The Universe is expanding faster than the speed of light then does that mean matter at the edge of the universe is also traveling at the speed of light or are ether opposite sides of the universe are expanding over half the speed of light equaling more than the speed of light ? Looking from outside of the universe to the nearest edge would light proceed slower or faster combined with the speed of matter traveling on the edge of the universe?
The universe has no edge, as far as we can tell.
Now, the observable universe does have an "edge" - it's the most distant places we can see. But that's just us and our limited instruments.
Due to the expansion of the universe, it is true that two objects, far enough from each other, could actually move faster than light relative to each other. That means light sent from one of them would never reach the other.
However, the speed of light, no matter how you measure it, is always the same. It does not matter how fast or slow its source was moving - when you measure the speed of that light, it's always, ALWAYS the same, for you, locally.
So how can that be?
Well, it's because the universe is expanding because space itself is growing. There's more space all the time in between distant objects. And the further apart two objects are, the faster the space between them is growing.
It's like a canvas with galaxies painted on it, but the canvas itself is growing. However, when light is traveling across the canvas, its speed is always the same relative to whatever galaxies it may find along the way.
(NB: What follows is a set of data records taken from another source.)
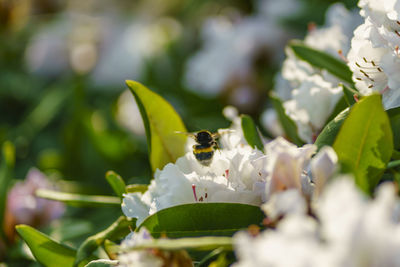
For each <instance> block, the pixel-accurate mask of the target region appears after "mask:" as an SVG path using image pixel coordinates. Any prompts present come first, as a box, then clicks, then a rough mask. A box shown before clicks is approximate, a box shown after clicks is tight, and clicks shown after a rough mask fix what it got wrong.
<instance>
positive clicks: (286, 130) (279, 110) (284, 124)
mask: <svg viewBox="0 0 400 267" xmlns="http://www.w3.org/2000/svg"><path fill="white" fill-rule="evenodd" d="M270 99H271V101H272V104H273V105H274V109H275V111H276V113H277V114H278V118H279V121H280V123H281V124H282V128H283V130H284V131H285V134H286V137H287V138H288V139H289V141H292V142H293V143H295V144H296V145H298V146H302V145H303V141H302V140H301V139H300V137H299V136H298V135H297V126H296V123H294V121H293V120H292V119H291V118H290V117H289V116H288V115H287V114H286V113H285V109H284V108H283V105H282V101H281V100H280V99H279V98H278V97H275V96H270Z"/></svg>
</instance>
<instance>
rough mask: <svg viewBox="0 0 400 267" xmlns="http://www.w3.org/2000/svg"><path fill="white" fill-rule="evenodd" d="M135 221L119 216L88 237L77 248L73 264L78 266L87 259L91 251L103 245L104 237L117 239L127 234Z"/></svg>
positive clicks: (129, 230)
mask: <svg viewBox="0 0 400 267" xmlns="http://www.w3.org/2000/svg"><path fill="white" fill-rule="evenodd" d="M135 222H136V220H129V219H127V218H126V217H125V216H121V217H119V218H118V220H117V221H115V222H114V223H113V224H111V225H110V226H109V227H108V228H107V229H105V230H104V231H101V232H100V233H97V234H96V235H93V236H90V237H88V238H87V239H86V240H85V241H84V242H83V243H82V244H81V246H80V247H79V248H78V252H77V253H76V260H75V264H74V266H78V265H79V264H80V263H82V262H84V261H86V260H87V259H89V258H90V257H91V256H92V253H93V252H94V251H95V250H96V249H97V248H98V247H99V246H101V245H103V243H104V241H105V240H106V239H108V240H119V239H122V238H123V237H125V236H127V235H128V234H129V233H130V227H132V226H134V224H135Z"/></svg>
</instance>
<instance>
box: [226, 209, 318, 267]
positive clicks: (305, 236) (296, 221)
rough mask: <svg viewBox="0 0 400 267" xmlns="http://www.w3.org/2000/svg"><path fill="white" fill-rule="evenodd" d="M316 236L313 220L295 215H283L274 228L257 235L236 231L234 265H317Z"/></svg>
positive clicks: (243, 266) (249, 266) (288, 265)
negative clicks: (314, 261)
mask: <svg viewBox="0 0 400 267" xmlns="http://www.w3.org/2000/svg"><path fill="white" fill-rule="evenodd" d="M316 236H317V223H316V221H315V220H313V219H311V218H308V217H305V216H297V215H293V216H289V217H286V218H285V219H284V220H283V221H282V222H281V223H280V224H278V227H277V229H276V231H274V230H267V231H265V232H263V233H261V234H260V235H259V236H257V237H251V236H249V235H248V234H247V233H244V232H239V233H237V234H236V235H235V236H234V248H235V253H236V256H237V258H238V260H239V261H238V262H237V263H236V264H234V265H233V266H234V267H252V266H274V267H278V266H293V267H296V266H299V267H300V266H316V265H313V262H314V261H315V256H316V250H317V249H318V245H319V244H318V241H317V239H316ZM321 266H325V265H321Z"/></svg>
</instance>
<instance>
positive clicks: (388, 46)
mask: <svg viewBox="0 0 400 267" xmlns="http://www.w3.org/2000/svg"><path fill="white" fill-rule="evenodd" d="M358 6H359V7H360V8H361V12H360V14H361V15H362V16H363V17H364V18H365V20H364V23H363V24H362V25H360V26H359V27H358V28H357V29H356V30H355V31H354V37H353V39H352V41H351V50H350V52H349V54H348V61H349V62H348V65H349V67H350V68H351V70H352V71H353V79H354V81H355V83H356V87H357V89H358V90H359V91H360V92H361V93H362V94H370V93H371V92H372V91H378V92H380V93H381V94H382V95H383V104H384V106H385V108H386V109H389V108H394V107H398V106H400V78H399V75H398V73H399V71H400V58H399V45H400V15H399V14H400V2H399V1H396V0H361V1H360V2H359V3H358Z"/></svg>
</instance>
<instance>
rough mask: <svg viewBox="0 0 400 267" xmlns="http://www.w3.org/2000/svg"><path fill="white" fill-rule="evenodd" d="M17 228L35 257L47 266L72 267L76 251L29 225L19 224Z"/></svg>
mask: <svg viewBox="0 0 400 267" xmlns="http://www.w3.org/2000/svg"><path fill="white" fill-rule="evenodd" d="M16 230H17V232H18V234H19V235H20V236H21V237H22V239H23V240H24V241H25V242H26V244H27V245H28V247H29V248H30V250H31V252H32V254H33V256H34V257H35V259H36V260H37V261H38V262H39V263H41V264H43V265H44V266H46V267H60V266H63V267H64V266H65V267H72V266H73V264H74V260H75V254H76V251H75V250H74V249H72V248H70V247H68V246H65V245H62V244H60V243H58V242H56V241H54V240H53V239H51V238H50V237H49V236H47V235H45V234H43V233H41V232H39V231H37V230H36V229H34V228H32V227H30V226H28V225H17V226H16Z"/></svg>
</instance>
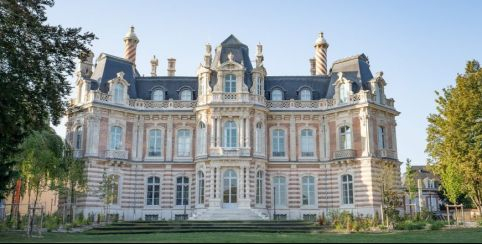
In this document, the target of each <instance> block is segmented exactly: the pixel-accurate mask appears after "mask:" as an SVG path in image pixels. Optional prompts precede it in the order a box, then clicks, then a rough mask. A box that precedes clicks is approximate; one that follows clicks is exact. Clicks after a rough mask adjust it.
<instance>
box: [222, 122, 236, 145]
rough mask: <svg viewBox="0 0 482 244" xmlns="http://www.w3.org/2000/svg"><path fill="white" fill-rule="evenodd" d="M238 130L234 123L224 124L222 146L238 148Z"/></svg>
mask: <svg viewBox="0 0 482 244" xmlns="http://www.w3.org/2000/svg"><path fill="white" fill-rule="evenodd" d="M237 133H238V129H237V126H236V123H235V122H234V121H227V122H226V123H224V146H225V147H237V146H238V136H237Z"/></svg>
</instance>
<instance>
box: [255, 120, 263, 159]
mask: <svg viewBox="0 0 482 244" xmlns="http://www.w3.org/2000/svg"><path fill="white" fill-rule="evenodd" d="M263 147H264V131H263V123H261V122H258V123H257V124H256V152H257V153H263Z"/></svg>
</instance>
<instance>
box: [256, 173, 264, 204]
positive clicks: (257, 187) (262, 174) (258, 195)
mask: <svg viewBox="0 0 482 244" xmlns="http://www.w3.org/2000/svg"><path fill="white" fill-rule="evenodd" d="M263 185H264V172H263V171H261V170H260V171H258V172H257V173H256V204H263V187H264V186H263Z"/></svg>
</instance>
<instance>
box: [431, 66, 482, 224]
mask: <svg viewBox="0 0 482 244" xmlns="http://www.w3.org/2000/svg"><path fill="white" fill-rule="evenodd" d="M436 94H437V96H438V97H437V99H436V101H435V102H436V104H437V107H436V108H437V113H434V114H430V115H429V117H428V122H429V126H428V128H427V134H428V135H427V148H426V152H427V153H428V154H429V157H430V158H429V164H430V166H431V169H432V170H433V172H435V173H436V174H437V175H439V176H440V179H441V183H442V185H443V188H444V189H445V194H446V195H447V198H448V199H449V200H450V201H451V202H453V203H457V199H458V198H459V197H461V196H463V195H464V194H467V196H469V197H470V199H471V200H472V202H473V204H475V205H476V206H477V208H478V209H479V212H480V213H481V214H482V69H481V68H480V65H479V63H478V62H477V61H475V60H472V61H469V62H468V63H467V66H466V69H465V74H459V75H458V76H457V78H456V85H455V87H451V86H450V87H448V88H446V89H443V90H442V93H439V92H436Z"/></svg>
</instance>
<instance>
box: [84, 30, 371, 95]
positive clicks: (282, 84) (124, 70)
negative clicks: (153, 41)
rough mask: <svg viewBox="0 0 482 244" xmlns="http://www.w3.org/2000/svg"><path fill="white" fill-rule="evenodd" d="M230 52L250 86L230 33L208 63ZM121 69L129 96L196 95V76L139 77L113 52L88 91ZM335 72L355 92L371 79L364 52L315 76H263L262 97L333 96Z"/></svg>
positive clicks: (245, 81) (92, 88) (339, 62)
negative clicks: (156, 89) (306, 91)
mask: <svg viewBox="0 0 482 244" xmlns="http://www.w3.org/2000/svg"><path fill="white" fill-rule="evenodd" d="M230 52H231V53H233V56H234V60H235V61H236V62H238V63H243V64H244V66H245V68H246V72H245V79H244V82H245V84H246V85H247V86H248V88H251V86H252V70H253V67H252V64H251V60H250V58H249V49H248V47H247V46H246V45H245V44H243V43H241V42H240V41H239V40H238V39H237V38H236V37H235V36H234V35H230V36H229V37H228V38H227V39H226V40H224V41H223V42H222V43H221V44H220V45H219V46H218V47H217V48H216V53H215V56H214V59H213V62H212V67H211V68H212V69H214V68H215V67H216V66H217V64H219V63H223V62H226V61H227V60H228V57H227V56H228V54H229V53H230ZM121 71H122V72H124V79H126V80H127V82H128V83H129V89H128V95H129V97H130V98H134V99H136V98H140V99H144V100H149V99H151V94H152V92H153V91H154V90H155V89H163V90H164V91H165V92H166V94H165V99H171V98H172V99H174V100H179V99H180V96H179V95H180V92H181V91H182V90H183V89H189V90H191V91H192V92H193V98H194V99H196V97H197V88H198V84H197V82H198V79H197V77H196V76H189V77H188V76H159V77H141V76H140V75H139V72H138V71H137V70H136V69H135V66H134V65H133V64H132V63H131V62H130V61H128V60H126V59H123V58H120V57H116V56H113V55H109V54H105V53H102V54H101V55H100V56H99V58H98V59H97V65H96V68H95V70H94V72H93V74H92V76H91V78H90V79H89V80H90V81H91V87H90V89H92V90H97V89H99V90H100V91H102V92H104V93H107V92H108V90H109V84H108V81H109V80H111V79H114V78H115V77H117V73H118V72H121ZM338 72H343V76H344V77H345V78H347V79H349V80H351V81H353V83H352V84H353V86H352V88H353V91H354V92H355V93H356V92H358V91H359V90H360V89H363V90H369V89H370V86H369V81H370V80H371V79H372V78H373V75H372V73H371V71H370V65H369V61H368V58H367V57H366V56H365V55H364V54H360V55H355V56H351V57H347V58H344V59H340V60H337V61H335V62H334V63H333V66H332V68H331V69H330V74H329V75H316V76H311V75H310V76H267V77H266V78H265V91H266V94H265V95H266V98H267V99H270V96H271V92H272V90H273V89H276V88H279V89H281V90H282V91H284V99H285V100H289V99H295V100H299V99H300V97H299V92H300V91H301V89H303V88H308V89H310V90H311V91H312V97H313V99H314V100H319V99H322V98H333V96H334V94H335V87H334V83H335V82H336V80H337V78H338V75H337V73H338ZM212 77H213V78H212V80H211V81H210V86H211V87H214V85H215V84H216V83H217V82H218V81H217V80H216V79H217V74H216V71H214V70H213V75H212Z"/></svg>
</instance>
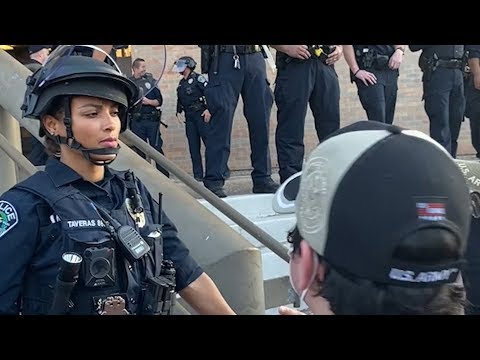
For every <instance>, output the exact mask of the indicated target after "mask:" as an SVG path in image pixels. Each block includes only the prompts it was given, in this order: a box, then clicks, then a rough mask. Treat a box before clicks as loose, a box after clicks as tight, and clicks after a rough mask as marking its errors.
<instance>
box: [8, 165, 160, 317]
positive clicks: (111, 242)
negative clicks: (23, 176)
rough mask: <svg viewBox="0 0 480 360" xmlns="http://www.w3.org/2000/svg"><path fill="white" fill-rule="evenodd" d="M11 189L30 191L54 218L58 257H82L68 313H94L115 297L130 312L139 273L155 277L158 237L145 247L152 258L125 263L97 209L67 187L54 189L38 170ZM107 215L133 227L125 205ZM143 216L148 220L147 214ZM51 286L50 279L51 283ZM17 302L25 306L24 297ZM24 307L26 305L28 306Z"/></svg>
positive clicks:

Nothing travels through space "faster than the speed of light". Distant galaxies can appear to be receding "faster than the speed of light" because the space between they and us is expanding.
There is no physics that prevents a distant object appearing to travel faster than the speed of light. The speed of light limit and constancy applies to local measurements. The speed of light is not a constant when it is measured "elsewhere" (by this, I mean somewhere different to where you are).
You cannot "look from outside the universe".